Tuesday, February 26, 2013

Sharpening Iron


“You’re a day late,” said the man, grumpy from a long day at the office at he sat across the world from me. “Yes I know,” I reply. “And I don’t like to make excuses—” “Then don’t,” he snaps. I pause for a moment, considering. “Okay, fine: I do like making excuses. My schedule at the bike shop changed starting this week, and I’m still acclimating.” “Get on with it, then,” he muttered with a wave of his hand.


From "How to Train Your Dragon"
“As iron sharpens iron, so one person sharpens another,” (Prov. 27:17). A favorite verse of people who love community. Team it up with “Train a child in the way he should go, and when he is old he will not turn from it" (Prov. 22:6) and you’ve got the making of a real weapon.

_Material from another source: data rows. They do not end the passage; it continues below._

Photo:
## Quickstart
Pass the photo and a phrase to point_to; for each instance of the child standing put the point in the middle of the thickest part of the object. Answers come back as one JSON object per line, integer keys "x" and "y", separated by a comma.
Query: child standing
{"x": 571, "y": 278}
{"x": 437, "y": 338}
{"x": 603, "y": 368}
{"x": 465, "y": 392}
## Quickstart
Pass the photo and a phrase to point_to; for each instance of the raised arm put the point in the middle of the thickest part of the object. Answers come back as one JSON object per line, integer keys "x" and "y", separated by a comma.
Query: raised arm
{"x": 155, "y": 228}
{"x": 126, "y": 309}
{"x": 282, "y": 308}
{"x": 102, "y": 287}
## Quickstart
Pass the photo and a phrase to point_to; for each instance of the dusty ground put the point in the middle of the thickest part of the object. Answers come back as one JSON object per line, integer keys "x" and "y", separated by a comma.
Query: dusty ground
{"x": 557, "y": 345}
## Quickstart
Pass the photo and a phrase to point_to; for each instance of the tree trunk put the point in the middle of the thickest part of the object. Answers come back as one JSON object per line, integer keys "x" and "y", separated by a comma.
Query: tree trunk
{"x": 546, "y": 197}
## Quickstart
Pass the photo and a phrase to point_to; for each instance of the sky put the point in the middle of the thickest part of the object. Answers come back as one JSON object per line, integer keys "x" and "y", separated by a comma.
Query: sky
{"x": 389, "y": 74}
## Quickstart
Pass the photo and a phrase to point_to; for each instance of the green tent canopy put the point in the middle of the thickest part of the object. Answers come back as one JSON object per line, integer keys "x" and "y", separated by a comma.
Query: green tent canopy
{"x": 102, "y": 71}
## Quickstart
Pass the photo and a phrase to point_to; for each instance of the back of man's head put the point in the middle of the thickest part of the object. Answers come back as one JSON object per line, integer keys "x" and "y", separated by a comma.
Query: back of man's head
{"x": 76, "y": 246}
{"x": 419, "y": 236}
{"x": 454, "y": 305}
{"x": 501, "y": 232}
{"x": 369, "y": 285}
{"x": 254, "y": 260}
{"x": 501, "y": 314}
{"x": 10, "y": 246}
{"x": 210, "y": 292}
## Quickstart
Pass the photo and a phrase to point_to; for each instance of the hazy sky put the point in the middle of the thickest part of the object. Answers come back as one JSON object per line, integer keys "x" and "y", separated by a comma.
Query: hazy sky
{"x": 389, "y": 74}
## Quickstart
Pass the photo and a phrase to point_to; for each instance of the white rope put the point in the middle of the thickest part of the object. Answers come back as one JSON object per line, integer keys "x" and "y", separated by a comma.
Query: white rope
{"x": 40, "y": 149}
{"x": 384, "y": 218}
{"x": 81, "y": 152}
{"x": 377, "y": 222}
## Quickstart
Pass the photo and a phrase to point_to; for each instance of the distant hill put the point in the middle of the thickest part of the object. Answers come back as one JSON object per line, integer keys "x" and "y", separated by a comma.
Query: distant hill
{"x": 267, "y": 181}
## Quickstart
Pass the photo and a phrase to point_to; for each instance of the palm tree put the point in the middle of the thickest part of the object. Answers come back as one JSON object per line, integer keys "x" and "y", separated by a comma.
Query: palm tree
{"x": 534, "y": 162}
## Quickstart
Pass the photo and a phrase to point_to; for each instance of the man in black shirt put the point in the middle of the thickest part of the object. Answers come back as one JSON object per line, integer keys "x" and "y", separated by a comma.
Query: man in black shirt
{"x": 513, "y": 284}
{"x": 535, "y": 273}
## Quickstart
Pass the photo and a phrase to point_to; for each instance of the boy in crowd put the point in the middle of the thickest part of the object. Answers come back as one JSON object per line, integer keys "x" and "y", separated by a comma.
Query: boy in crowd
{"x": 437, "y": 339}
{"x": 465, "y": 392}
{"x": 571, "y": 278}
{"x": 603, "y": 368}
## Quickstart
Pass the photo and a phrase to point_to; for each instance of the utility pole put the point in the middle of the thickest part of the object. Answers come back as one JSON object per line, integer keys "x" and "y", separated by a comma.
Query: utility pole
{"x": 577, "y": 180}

See, when you sharpen a knife, you run the stone in the same direction each stroke; if you run it backwards, you can destroy much of the work you’ve just done. In much the same way, new Christians should feed only on the Word – because it’s new, and there’s a lot to learn, and the wisdom of the world can ruin what you’ve read if you take in worldly wisdom too soon.

But I think where we misstep is we keep on sharpening all our lives: we read the Scripture and only the Scripture, and talk to people we agree with, and put ourselves in front of ideas that we already agree with. The phrase “you can sharpen to too fine a point” didn’t spring up because it was wrong. Blades are made for cutting, and they are not doing what they were made for while they are being sharpened.

And when you do use them for what they’re made for, they dull, they become pitted and nicked, and sometimes they rust. Before they become useless they need to rest, oil, and sharpen again – but only so they can go back out and become dull, pitted, and nicked again.

See, when we reinforce what we already believe by putting in front of ourselves ideas that we already believe in, we do just that: reinforce what we already believe. We make it stronger. We shore up its battlements. We board up its windows and gates and strengthen it against opposing ideas. And that’s a very good thing.

Unless what we already believe is wrong.

Try as we might, we all often create God in our image; we believe God is a certain way, and we reinforce that belief through our thoughts, our cherry-picking Scripture texts, cherry-picking friends and interactions, and shore up and board up and build up and strengthen until God presents Himself to us in absolute fact and all our minds can do is ignore His truth because it opposes our firm belief.

“Thus you nullify the word of God for the sake of your tradition” Jesus said. Do you think the Pharisees didn’t have Scripture to back up their beliefs? Do you think they thought they were wrong? Do you think they didn’t have some people who agreed with them?

We need better criteria before we believe in God all the way to the second death.